Four red lips overlap, resisting the lingering, as if to exhaust all the love in his whole body at this moment.

The next day, dawn. I took the lead in getting up and looked at the familiar people on the bed, and there was a warmth in my heart.

Such handsome and beautiful eyebrows are so reluctable and pitiful.

I gently stroked his eyebrows and looked at his closed red lips, and my heart couldn't help but pull.

Is he unhappy? Are you still worried about the restoration of the country?

Last night, he refused to waste any moment of me. He must have been very tired. I have to worry about state affairs, and now I can't even sleep well.

At this moment, I quietly stayed, put on a dress, and sat alone in front of the mirror platform for a while.

Although I am in the mirror, I feel so useless at this time.

I picked up the pen and danced lightly for a long time before I smiled bitterly.

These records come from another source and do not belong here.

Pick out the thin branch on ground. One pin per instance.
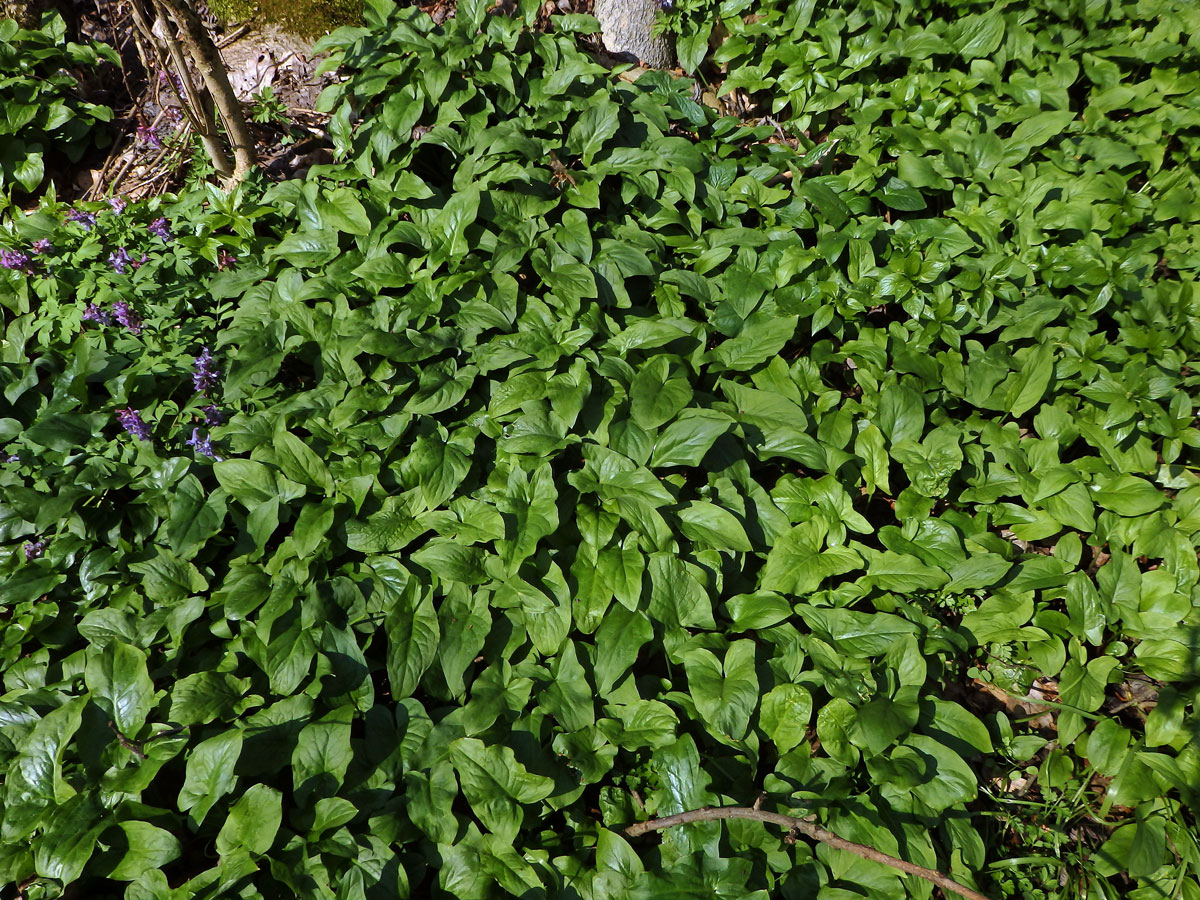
(814, 832)
(208, 61)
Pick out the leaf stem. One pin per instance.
(814, 832)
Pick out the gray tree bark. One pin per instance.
(27, 13)
(627, 27)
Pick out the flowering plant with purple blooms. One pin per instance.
(120, 261)
(148, 136)
(97, 313)
(127, 317)
(16, 261)
(132, 421)
(85, 219)
(202, 445)
(205, 375)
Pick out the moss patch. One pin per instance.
(304, 18)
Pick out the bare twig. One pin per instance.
(208, 60)
(814, 832)
(131, 745)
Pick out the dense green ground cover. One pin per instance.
(510, 509)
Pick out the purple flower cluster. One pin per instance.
(17, 261)
(123, 262)
(203, 445)
(127, 316)
(85, 219)
(148, 135)
(120, 261)
(132, 421)
(97, 313)
(205, 375)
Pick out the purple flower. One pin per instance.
(127, 317)
(205, 376)
(85, 219)
(16, 259)
(202, 445)
(148, 135)
(131, 420)
(119, 261)
(97, 313)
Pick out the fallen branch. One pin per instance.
(814, 832)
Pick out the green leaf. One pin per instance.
(249, 481)
(786, 715)
(618, 643)
(687, 439)
(70, 838)
(709, 526)
(253, 821)
(1083, 687)
(118, 681)
(201, 697)
(496, 785)
(1038, 129)
(147, 846)
(209, 773)
(299, 462)
(569, 695)
(857, 634)
(654, 397)
(593, 129)
(413, 636)
(827, 201)
(1127, 496)
(725, 695)
(977, 36)
(904, 574)
(1032, 381)
(307, 250)
(342, 210)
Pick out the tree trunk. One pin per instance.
(211, 67)
(625, 27)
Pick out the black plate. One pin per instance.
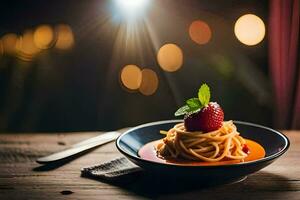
(274, 143)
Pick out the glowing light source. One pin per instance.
(9, 43)
(1, 48)
(131, 7)
(26, 47)
(149, 82)
(170, 57)
(43, 36)
(200, 32)
(131, 77)
(249, 29)
(65, 37)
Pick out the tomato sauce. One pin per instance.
(148, 152)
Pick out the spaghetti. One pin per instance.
(224, 143)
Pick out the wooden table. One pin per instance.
(22, 178)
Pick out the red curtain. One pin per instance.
(283, 34)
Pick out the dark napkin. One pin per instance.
(112, 170)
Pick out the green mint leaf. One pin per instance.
(193, 103)
(182, 110)
(204, 94)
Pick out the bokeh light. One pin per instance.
(149, 82)
(9, 42)
(65, 37)
(200, 32)
(1, 48)
(26, 48)
(131, 77)
(43, 37)
(170, 57)
(249, 29)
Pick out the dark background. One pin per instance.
(79, 89)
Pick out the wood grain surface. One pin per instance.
(22, 178)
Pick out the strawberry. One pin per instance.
(209, 118)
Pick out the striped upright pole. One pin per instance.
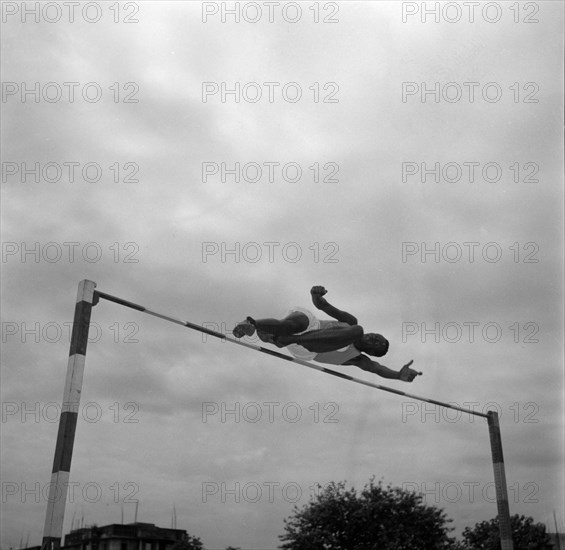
(58, 487)
(500, 482)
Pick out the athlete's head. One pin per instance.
(374, 344)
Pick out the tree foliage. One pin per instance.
(188, 543)
(526, 535)
(377, 518)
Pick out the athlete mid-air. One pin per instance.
(339, 342)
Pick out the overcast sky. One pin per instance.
(462, 274)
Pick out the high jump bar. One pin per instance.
(98, 294)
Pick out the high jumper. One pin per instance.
(339, 342)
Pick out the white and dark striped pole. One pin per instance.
(53, 530)
(502, 505)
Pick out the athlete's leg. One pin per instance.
(293, 323)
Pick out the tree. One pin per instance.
(188, 543)
(526, 535)
(378, 518)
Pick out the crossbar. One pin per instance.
(143, 309)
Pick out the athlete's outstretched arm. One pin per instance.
(405, 374)
(317, 293)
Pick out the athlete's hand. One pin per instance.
(407, 374)
(318, 291)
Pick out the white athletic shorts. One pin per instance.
(296, 350)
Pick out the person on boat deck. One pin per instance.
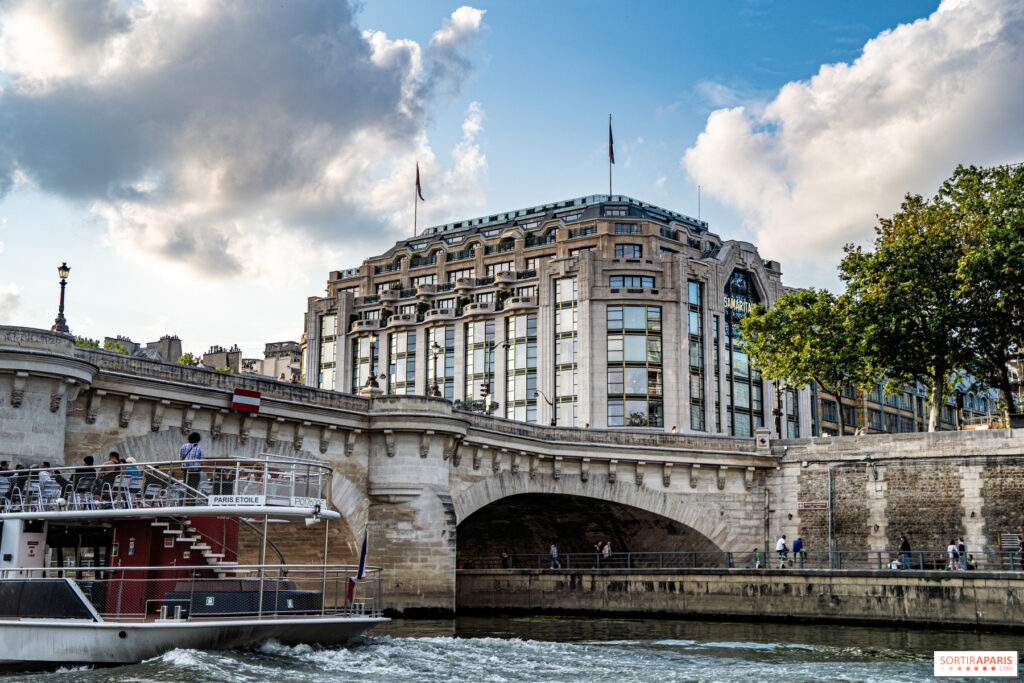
(192, 454)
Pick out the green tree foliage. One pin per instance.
(188, 359)
(915, 315)
(808, 336)
(116, 347)
(988, 207)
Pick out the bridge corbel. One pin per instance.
(17, 388)
(187, 418)
(127, 410)
(325, 436)
(245, 427)
(92, 411)
(217, 423)
(272, 429)
(299, 432)
(426, 440)
(720, 476)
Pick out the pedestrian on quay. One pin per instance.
(953, 555)
(799, 551)
(554, 556)
(904, 552)
(781, 550)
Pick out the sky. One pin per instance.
(203, 165)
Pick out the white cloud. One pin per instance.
(811, 170)
(10, 300)
(220, 135)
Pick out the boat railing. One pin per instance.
(211, 481)
(195, 593)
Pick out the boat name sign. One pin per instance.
(238, 500)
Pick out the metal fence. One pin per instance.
(121, 594)
(841, 559)
(266, 480)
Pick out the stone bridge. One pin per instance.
(414, 471)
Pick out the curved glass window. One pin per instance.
(744, 401)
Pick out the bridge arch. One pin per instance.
(695, 521)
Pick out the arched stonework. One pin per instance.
(701, 512)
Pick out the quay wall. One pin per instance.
(974, 600)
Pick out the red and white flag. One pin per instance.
(246, 400)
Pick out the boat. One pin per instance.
(122, 562)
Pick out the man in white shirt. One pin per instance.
(781, 550)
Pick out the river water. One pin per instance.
(550, 648)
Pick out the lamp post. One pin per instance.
(59, 324)
(540, 393)
(435, 350)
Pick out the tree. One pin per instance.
(187, 359)
(808, 336)
(988, 206)
(916, 317)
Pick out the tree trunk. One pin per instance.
(933, 419)
(1007, 389)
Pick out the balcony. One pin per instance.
(388, 267)
(479, 307)
(439, 314)
(548, 239)
(461, 255)
(515, 303)
(399, 319)
(363, 326)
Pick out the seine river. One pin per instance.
(551, 648)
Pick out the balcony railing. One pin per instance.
(198, 593)
(268, 480)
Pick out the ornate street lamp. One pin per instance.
(59, 324)
(435, 350)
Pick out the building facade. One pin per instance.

Qing Yun, please forgive me for saying goodbye. I have always deeply remembered your love and love for me. But please forgive me, we can't be together after all. Perhaps, since you asked me what you said today, your uneasiness has told you what kind of person I Chu Tianxiang is. Yes, the man I like, whether he is poor or low, can only have me in my life. I don't agree even if I play with other women. Maybe you will blame me for not telling you all this, and maybe you can think I'm selfish. But I have to say that the restoration of the country is your dream, and I don't want you to leave regrets. I chose to leave you just to let you fulfill your dream better. And my departure may also make you feel sorry, but compared with your restoration, it is so insignificant.

If I stay, if one day you really give up returning to the country because of choosing me, then you will regret it, which is exactly what I don't want to see.

So, I also felt very painful before making this decision. But I know that leaving is just my best choice.

I read the letter in my hand again, and now I am in tears.

It turns out that separation is so painful. Separate from the person you love deeply, it hurts even more to the bone marrow.